Un terzo strato è identificabile come uno strato di gestione, una sorta di centrale operativa che costituisce la piattaforma di delivery. Questo layer permette di raccogliere tutti i dati provenienti dagli altri strati ed elaborare quindi questi big data al fine di migliorare i servizi esistenti e crearne di nuovi.

Applicazioni e servizi

L’ultimo strato è quello che riguarda le applicazioni e servizi, che permette di creare valore aggiunto per i cittadini attraverso applicativi web e mobile. Con queste applicazioni è possibile creare un punto di contatto con gli utenti finali fornendo servizi legati ad esempio alla sanità (prenotazioni, richieste di assistenza in tempo reale), servizi per il turismo (prenotazioni, visite, informazioni), servizi per la mobilità e government.

Benefici di una Smart City

Alla luce di quanto illustrato, possiamo definire una Smart City che implementa tali concetti, una città in grado di abbattere le distanze tra pubblica amministrazione e cittadini, garantendo il rispetto dell’ecosostenibilità, riduzione dell’inquinamento e aumento dell’efficienza energetica grazie alle fonti energetiche rinnovabili. Una città smart offre un efficiente trasporto pubblico, migliori infrastrutture, la capacità di monitorare situazioni di pericolo ad esempio problemi strutturali di edifici, criminalità e livelli real time di consumi energetici. Una Smart City è una città connessa in grado di fornire molti servizi digitali a vantaggio dell’esperienza dei cittadini. Inoltre il minor intervento manuale di controllo può spingere l’utilizzo di risorse umane verso nuovi ambiti lavorativi più strategici. Snellire tutte le procedure di comunicazione ha un grosso impatto sulle tempistiche della pubblica amministrazione, del sistema sanitario, degli spostamenti, nella ricerca di parcheggi, ecc.

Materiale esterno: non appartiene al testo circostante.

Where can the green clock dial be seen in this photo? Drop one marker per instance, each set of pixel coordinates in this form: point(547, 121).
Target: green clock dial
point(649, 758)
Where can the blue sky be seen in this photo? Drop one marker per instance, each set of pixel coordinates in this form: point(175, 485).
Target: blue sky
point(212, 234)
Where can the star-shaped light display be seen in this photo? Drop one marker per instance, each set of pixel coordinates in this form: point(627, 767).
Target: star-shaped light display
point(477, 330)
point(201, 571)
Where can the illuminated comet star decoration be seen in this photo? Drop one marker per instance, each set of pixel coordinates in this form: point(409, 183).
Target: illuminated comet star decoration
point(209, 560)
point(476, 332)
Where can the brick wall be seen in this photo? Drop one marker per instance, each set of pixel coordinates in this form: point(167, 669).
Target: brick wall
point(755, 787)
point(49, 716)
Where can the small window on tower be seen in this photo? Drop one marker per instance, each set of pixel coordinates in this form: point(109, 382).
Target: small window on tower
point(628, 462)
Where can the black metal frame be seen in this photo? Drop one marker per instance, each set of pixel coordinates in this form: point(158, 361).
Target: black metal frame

Tecnologie coinvolte in una Smart City

L’IoT (Internet of Things) è tra le più importanti tecnologie coinvolte nel concetto di Smart City. Il poter raccogliere, analizzare, elaborare, monitorare dati e far comunicare tra loro diversi dispositivi è la base fondante del concetto di città intelligente. Gli innumerevoli dati di una città sono costituiti da informazioni sul traffico, l’utilizzo di determinati servizi, i livelli di inquinamento e salubrità dell’aria, la qualità e i livelli dei corsi d’acqua ed il livello di rumori. Inoltre ci sono i dati di geolocalizzazione di punti strategici come parcheggi, colonnine per la ricarica dei veicoli, e diversi servizi essenziali come ad esempio i trasporti pubblici, le corse, le frequenze. L’analisi di tutti questi dati raccolti permette di monitorare la “salute” della città e fornisce indicazioni su come migliorare le problematiche. Ovviamente per poter raccogliere questi dati abbiamo bisogno di una rete di sensori che integrano l’IoT. Sono infatti questi a formare le terminazioni di tutto il sistema intelligente, permettendo di raccogliere i dati e di comunicarli. In questo contesto entrano in gioco le cosiddette WSN (Wireless Sensor Network) ossia le reti wireless di comunicazione tra i dispositivi e i protocolli di comunicazione IoT. Esistono diverse tecnologie per la realizzazione di queste reti di comunicazione, e spesso variano a seconda dei casi specifici come ad esempio SigFox, Lora, NB-IoT, LTE, Bluetooth, 5G ecc.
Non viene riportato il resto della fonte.